Let us return to the beginning.

In the beginning, all syntaxes were specified in ASN.1 by reference to
X.500. LDAP tried to give these a friendly face by defining human-readable
encodings, the so-called 'string' encodings. I believe that 'string' in LDAP
means human-readable.

I don't see how string-encoding can encompass binary syntaxes. If ASN.1
syntaxes are string encodings then what could a document called 'A string
encoding for dustinguished names' actually be trying to do - all
distinguished names carried in protocol (DAP, here!) would be string
encodings by virtue of being BER encoded.

The reference to RFC 2251, 4.1.6 seems to be tautological: it says that RFC
2251 does not define string encodings for attributes.

But you are correct when you say that binary and string encodings are
carried in the same way in the protocol. This is syntactically correct but
not semantically correct in that many atrtributes have an ASN.1
representation but only the string representation can normally be used.

Ron.

PS RFC 2251 does not define 'string encoding' though it uses the term
(loosely) in 4.1.6. It does define binary encoding (4.1.5.1).

-----Original Message-----
From: Kurt D. Zeilenga [mailto:Kurt@OpenLDAP.org]
Sent: Thursday, 25 January 2001 12:55
To: Ramsay, Ron
Cc: Mark Smith; Jim Sermersheim; ietf-ldapbis@OpenLDAP.org
Subject: RE: AttributeTypeValue and binary


At 12:21 PM 1/25/01 +1100, Ramsay, Ron wrote:
>I am surprised that you refer to the binary syntax as having a defined
>string encoding.
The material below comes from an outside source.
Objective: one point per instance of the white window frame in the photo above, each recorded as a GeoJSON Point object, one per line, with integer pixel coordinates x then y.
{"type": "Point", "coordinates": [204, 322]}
This seems to imply new meanings for both 'defined' and
>'string' and a possibly ambiguous use of 'encoding'.

RFC 2251, 4.1.6:
   The definition of string encodings for different syntaxes and types
   may be found in other documents, and in particular [5].

I am using "string encoding" as used in RFC 2251.  I note
that there is no need to mention the binary syntax within
RFC 2251 as its transfer within the protocol is no different
from any other attribute type syntax which has a defined
string encoding.  I qualify with "defined" as some syntaxes,
such as ACI Item, have no specified string encoding.